The story of this mine begins, according to Mysteries of Canada blogger, Bruce Rickets, during the 1870’s. A pack of gold-fevered prospectors had been travelling up from Montan to Southwest Alberta to seek their gilded fortune. A pair of them, known only to history as “Lemon and Blackjack”, split off from the group and headed towards the Rockies in search of their lucky strike. The pair were panning their way upstream when they began encountering success. Here is how it was described by Senator Dan Riley in the 1946 publication of The Alberta Folklore Quarterly. And we all know senators never lie.
"Blackjack and Lemon found likely showings of gold in the river. Following the mountain stream upwards toward the headwaters they discovered rich diggings from grass roots to bedrock. They sank two pits and, while bringing their cayuses in from the picket line, they accidentally discovered the ledge from which the gold came…"
"In camp that night the two prospectors got into an argument as to whether they should return in the spring or camp right there. After they had bedded down for the night, Lemon stealthily crawled out of his blankets, seized an axe and split the head of his sleeping partner. Overwhelmed with panic when he realized the enormity of his crime, Lemon built a huge fire and, with his gun beneath his arm, strode to and fro like a caged beast till dawn."

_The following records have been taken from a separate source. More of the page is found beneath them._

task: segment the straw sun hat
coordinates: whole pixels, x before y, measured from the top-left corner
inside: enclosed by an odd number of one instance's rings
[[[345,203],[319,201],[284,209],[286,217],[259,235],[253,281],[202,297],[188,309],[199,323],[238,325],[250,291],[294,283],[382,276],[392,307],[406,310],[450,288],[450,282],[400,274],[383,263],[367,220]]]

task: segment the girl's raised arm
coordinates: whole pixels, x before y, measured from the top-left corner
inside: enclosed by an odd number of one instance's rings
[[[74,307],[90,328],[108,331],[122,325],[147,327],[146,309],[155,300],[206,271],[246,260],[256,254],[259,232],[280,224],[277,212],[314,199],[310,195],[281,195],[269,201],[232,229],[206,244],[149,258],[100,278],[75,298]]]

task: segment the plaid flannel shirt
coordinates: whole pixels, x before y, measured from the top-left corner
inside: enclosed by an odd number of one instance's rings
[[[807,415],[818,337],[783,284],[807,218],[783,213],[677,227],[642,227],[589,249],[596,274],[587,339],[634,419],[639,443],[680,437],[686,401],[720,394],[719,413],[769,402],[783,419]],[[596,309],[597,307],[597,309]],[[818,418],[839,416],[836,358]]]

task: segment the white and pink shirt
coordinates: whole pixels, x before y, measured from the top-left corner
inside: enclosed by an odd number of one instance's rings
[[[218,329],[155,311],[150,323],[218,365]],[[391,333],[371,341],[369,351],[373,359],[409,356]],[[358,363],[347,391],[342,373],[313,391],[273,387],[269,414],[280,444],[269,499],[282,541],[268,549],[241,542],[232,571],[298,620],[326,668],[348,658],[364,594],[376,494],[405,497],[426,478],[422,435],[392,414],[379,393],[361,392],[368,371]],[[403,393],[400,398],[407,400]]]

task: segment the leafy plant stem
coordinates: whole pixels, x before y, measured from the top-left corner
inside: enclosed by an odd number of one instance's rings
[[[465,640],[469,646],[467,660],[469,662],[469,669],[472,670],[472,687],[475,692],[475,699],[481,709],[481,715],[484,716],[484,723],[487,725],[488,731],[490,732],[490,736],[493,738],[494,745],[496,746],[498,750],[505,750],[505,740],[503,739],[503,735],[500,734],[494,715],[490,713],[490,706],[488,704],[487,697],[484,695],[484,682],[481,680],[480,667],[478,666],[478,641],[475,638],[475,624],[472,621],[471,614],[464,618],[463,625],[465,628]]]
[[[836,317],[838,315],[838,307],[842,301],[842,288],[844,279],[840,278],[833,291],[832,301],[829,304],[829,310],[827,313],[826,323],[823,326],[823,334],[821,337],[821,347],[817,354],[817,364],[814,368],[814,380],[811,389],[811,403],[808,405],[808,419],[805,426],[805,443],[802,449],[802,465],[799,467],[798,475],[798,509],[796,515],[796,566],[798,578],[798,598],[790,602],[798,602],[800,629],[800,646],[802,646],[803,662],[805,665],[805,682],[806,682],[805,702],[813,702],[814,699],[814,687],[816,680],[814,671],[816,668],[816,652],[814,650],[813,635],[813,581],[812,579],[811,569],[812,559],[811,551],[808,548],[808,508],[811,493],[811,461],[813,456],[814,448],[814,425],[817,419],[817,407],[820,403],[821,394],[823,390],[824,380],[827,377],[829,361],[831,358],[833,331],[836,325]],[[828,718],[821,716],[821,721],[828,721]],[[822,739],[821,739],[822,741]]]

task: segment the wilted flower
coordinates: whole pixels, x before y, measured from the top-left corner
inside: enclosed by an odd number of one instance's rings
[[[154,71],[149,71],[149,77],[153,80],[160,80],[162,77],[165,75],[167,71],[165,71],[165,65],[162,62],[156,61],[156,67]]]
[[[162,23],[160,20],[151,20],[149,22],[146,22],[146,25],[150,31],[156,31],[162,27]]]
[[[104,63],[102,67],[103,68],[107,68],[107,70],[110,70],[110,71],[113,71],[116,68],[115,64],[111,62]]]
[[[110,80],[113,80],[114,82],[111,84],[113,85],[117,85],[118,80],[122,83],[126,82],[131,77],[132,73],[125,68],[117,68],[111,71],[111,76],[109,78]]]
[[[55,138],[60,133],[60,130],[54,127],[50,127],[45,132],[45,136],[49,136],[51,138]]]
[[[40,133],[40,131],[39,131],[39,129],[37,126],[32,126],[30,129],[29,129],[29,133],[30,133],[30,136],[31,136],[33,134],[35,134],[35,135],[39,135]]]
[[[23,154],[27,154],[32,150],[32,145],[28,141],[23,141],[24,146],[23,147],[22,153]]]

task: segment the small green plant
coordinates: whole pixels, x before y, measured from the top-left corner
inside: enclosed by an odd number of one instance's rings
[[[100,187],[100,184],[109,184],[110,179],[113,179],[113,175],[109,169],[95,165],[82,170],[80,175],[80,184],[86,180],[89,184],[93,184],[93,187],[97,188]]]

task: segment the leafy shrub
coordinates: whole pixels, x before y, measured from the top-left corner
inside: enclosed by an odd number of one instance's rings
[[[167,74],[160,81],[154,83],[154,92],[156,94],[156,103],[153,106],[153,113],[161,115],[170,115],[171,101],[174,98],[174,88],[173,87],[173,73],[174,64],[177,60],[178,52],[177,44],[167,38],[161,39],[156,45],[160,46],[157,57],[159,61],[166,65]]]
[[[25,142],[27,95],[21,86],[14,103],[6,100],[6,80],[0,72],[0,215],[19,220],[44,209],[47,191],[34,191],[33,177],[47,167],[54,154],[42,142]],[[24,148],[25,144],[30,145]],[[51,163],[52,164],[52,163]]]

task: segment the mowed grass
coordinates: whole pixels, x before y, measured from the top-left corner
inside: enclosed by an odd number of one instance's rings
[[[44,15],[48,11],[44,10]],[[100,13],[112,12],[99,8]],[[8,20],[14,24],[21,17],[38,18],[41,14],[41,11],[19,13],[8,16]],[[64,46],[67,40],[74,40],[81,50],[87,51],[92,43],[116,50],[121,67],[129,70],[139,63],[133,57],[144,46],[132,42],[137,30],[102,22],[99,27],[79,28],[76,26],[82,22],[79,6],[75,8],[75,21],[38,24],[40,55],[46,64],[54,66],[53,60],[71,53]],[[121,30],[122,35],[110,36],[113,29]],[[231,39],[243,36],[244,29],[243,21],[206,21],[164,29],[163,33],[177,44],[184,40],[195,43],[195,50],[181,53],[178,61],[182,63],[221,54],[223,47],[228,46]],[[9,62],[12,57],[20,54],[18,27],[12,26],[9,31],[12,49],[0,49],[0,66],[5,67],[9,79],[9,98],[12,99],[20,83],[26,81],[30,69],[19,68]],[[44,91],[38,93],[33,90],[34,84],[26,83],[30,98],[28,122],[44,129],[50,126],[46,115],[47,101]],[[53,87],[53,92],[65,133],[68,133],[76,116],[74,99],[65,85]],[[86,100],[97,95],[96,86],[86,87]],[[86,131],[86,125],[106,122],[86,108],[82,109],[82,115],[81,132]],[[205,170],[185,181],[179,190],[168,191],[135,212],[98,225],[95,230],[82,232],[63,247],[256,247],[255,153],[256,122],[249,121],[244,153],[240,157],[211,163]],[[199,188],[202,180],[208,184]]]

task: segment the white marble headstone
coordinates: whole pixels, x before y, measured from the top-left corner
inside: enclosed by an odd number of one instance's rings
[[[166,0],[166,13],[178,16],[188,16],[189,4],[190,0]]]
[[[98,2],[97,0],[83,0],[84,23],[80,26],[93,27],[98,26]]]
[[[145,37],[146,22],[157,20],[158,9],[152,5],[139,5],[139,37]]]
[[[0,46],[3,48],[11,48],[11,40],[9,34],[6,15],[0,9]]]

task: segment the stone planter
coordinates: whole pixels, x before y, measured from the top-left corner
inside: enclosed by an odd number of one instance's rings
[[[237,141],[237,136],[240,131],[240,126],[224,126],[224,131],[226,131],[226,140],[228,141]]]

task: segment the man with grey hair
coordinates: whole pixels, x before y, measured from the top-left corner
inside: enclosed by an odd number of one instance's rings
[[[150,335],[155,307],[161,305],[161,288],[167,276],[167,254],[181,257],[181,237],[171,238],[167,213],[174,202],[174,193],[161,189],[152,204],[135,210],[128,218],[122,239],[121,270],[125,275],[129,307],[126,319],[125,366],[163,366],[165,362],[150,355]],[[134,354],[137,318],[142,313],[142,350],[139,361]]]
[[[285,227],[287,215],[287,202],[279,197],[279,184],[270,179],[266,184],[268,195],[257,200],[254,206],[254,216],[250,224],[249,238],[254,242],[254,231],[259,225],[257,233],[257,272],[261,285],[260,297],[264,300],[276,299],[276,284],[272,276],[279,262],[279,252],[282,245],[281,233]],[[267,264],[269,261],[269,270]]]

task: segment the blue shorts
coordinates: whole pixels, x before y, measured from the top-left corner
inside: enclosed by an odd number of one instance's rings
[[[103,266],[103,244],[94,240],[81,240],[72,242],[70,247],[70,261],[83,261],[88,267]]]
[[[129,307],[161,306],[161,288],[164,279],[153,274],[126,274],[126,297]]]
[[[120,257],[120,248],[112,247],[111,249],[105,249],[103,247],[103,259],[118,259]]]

As the legend goes, the brutal attack was witnessed by some Blackfoot braves who immediately alerted the chief of the tribe. However, the natives were ultimately blamed for the incident and Lemon got off scot free. The chief then cursed the mine so that any who shall find it shall forever be cursed.
So far, or at least so the story goes, no less than three separate parties have since located the cursed mine and have died before they could either realize any riches from their success nor been able to let anyone else know where the mine can be found.
In 1988, a geological technician from the University of Alberta by the name of Ron Stewart went looking for evidence of gold deposits that might give substance to the legend. When the research seemed to indicate there was some potential in the geology of the area to host gold-bearing deposits, the Coleman area played involuntary host a mini-gold rush. Stewart went on to write the book “Goldrush; The Search for the lost Lemon Mine.” Other sources give a great deal of weight, however, to Tom Primrose and Hugh Dempsey’s, The Lost Lemon Mine-The greatest mystery of the Canadian Rockies” which was published by Frontier Books.
Are the stories of the mysterious mine with the gruesome past mere fiction or is there a fortune in gold hidden out there for someone lucky enough… or perhaps, unlucky enough given the whole curse thing, to find the Lost Lemon Mine? It’s anybody’s guess and might just be what you were looking for if you wanted to kick “geo-caching” up a notch.